Мартен поверил ему. Первый случай, когда с ней “грубо обошлись”, никак не был связан с Перроном.
–Я сожалею об этом,– пробормотал Перрон.– Сожалею. Я слетел с катушек.
–Доктор Вейцман не хотела отдавать тебе деньги, да?
–Да. Она говорила, что стоит мне поступить подло – и я пропал. Единственное, что позволяет мне держаться, это честность. А еще она говорила, что Жослин никогда не вернется. Или уйдет, как только деньги кончатся. Я знал, что она права. И я не выдержал. Вернулся тем вечером… Продолжение тебе известно.
Мартен смотрел на него и не чувствовал ни ненависти, ни жалости.
–Как только мы их схватим,– Перрон показал на потолок,– я в твоем распоряжении. Слово мужчины. Позволь мне вместе с тобой арестовать их. Больше я ни о чем не прошу.
Они снова замолчали.
Позже тишина взорвалась какофонией радио. Мартен подпрыгнул.
Перрон не шевельнулся.
–Это радиобудильник. Я подарил его матери на прошлое Рождество,– шепотом объяснил он.– Они поставили его на два часа дня. Хотелось бы знать зачем.
Над ними заскрипела кровать, и тяжелые шаги застучали по потолку. Какофония прервалась так же неожиданно, как началась.
Послышался глухой стон. Мать Перрона? Возможно, ей повезло и они не убили ее, как и полагал Перрон.
Оба полицейских, стараясь не шуметь, встали и прижались к ближайшей к лестнице стене.

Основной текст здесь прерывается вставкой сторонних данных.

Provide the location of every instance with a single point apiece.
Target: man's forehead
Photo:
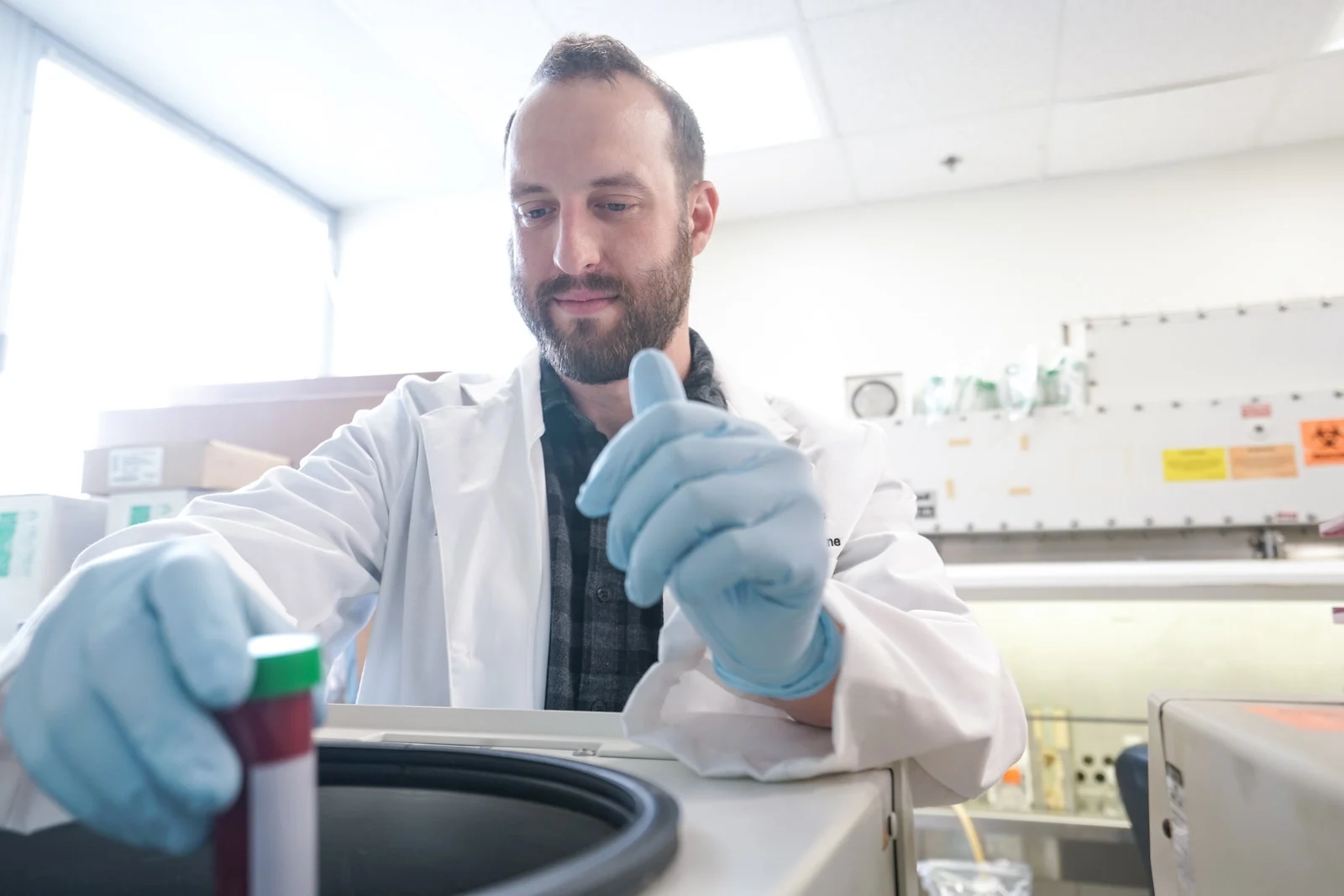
(591, 128)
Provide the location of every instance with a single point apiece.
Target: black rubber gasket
(644, 815)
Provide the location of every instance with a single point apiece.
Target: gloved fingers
(29, 719)
(696, 512)
(642, 437)
(203, 616)
(672, 466)
(120, 799)
(783, 559)
(71, 747)
(181, 748)
(654, 380)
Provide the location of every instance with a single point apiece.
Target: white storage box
(132, 508)
(40, 537)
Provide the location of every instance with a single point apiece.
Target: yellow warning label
(1323, 443)
(1263, 461)
(1194, 465)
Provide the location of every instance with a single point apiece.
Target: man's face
(601, 249)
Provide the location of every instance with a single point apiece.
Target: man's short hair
(580, 55)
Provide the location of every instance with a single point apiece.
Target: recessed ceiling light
(746, 93)
(1336, 39)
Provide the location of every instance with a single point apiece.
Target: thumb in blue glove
(111, 710)
(729, 517)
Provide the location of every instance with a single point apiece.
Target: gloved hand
(730, 517)
(111, 710)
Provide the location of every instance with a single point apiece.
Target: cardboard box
(134, 508)
(288, 418)
(40, 537)
(214, 466)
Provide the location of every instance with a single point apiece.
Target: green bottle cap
(286, 664)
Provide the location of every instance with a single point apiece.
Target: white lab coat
(434, 504)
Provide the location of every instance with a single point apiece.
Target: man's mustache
(593, 282)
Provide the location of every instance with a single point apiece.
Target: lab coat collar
(524, 385)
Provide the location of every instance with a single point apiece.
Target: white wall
(971, 278)
(423, 286)
(796, 302)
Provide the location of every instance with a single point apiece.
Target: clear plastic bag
(953, 878)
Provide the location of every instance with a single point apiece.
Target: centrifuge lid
(413, 820)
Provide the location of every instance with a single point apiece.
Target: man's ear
(705, 210)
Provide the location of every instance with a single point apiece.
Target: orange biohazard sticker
(1304, 718)
(1323, 443)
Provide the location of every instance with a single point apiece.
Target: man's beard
(652, 309)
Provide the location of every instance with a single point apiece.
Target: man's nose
(577, 249)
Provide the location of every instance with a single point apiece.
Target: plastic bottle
(266, 842)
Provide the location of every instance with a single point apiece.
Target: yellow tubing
(978, 852)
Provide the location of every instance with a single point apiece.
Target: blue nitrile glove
(111, 710)
(729, 516)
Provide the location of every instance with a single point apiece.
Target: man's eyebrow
(519, 191)
(624, 179)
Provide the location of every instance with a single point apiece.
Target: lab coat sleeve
(308, 540)
(920, 680)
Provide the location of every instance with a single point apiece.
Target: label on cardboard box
(8, 523)
(1263, 461)
(18, 544)
(138, 468)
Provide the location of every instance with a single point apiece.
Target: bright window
(144, 261)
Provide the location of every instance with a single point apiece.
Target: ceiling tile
(651, 27)
(920, 62)
(781, 179)
(1159, 128)
(1312, 107)
(824, 8)
(440, 40)
(996, 149)
(1119, 46)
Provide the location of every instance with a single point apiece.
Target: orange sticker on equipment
(1323, 443)
(1304, 718)
(1263, 461)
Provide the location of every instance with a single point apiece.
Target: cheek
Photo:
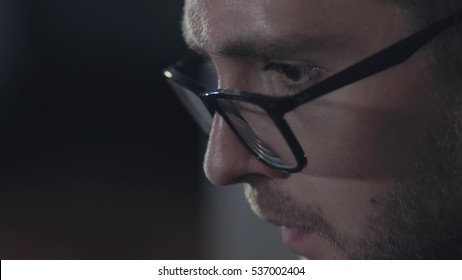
(368, 130)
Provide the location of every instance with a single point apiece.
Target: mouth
(296, 237)
(291, 233)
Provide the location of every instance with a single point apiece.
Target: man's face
(365, 192)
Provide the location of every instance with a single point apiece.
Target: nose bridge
(236, 74)
(227, 160)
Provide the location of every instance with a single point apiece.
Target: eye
(291, 76)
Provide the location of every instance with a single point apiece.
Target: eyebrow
(282, 47)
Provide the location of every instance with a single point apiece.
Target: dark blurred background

Потом Перрон осторожно огляделся и рискнул: в два прыжка перебежал прихожую и спрятался на кухне. Теперь мужчины стояли симметрично друг напротив друга с оружием в руках. С лестницы они не были видны. Мартен не был уверен, может ли доверять напарнику. Случайную пулю так легко объяснить. Перрон усмехнулся.
–Я дал тебе слово,– прошептал он.
В любом случае было поздно что-либо менять.
Затрещали ступеньки. Тот, кто спускался по лестнице, шумно зевнул и вздохнул. Это был явно женский вздох.
Перрон положил пистолет между двумя консервными банками и изобразил, будто зажимает кому-то рот.
Мартен спрятал оружие в карман и расставил руки, готовясь схватить противника.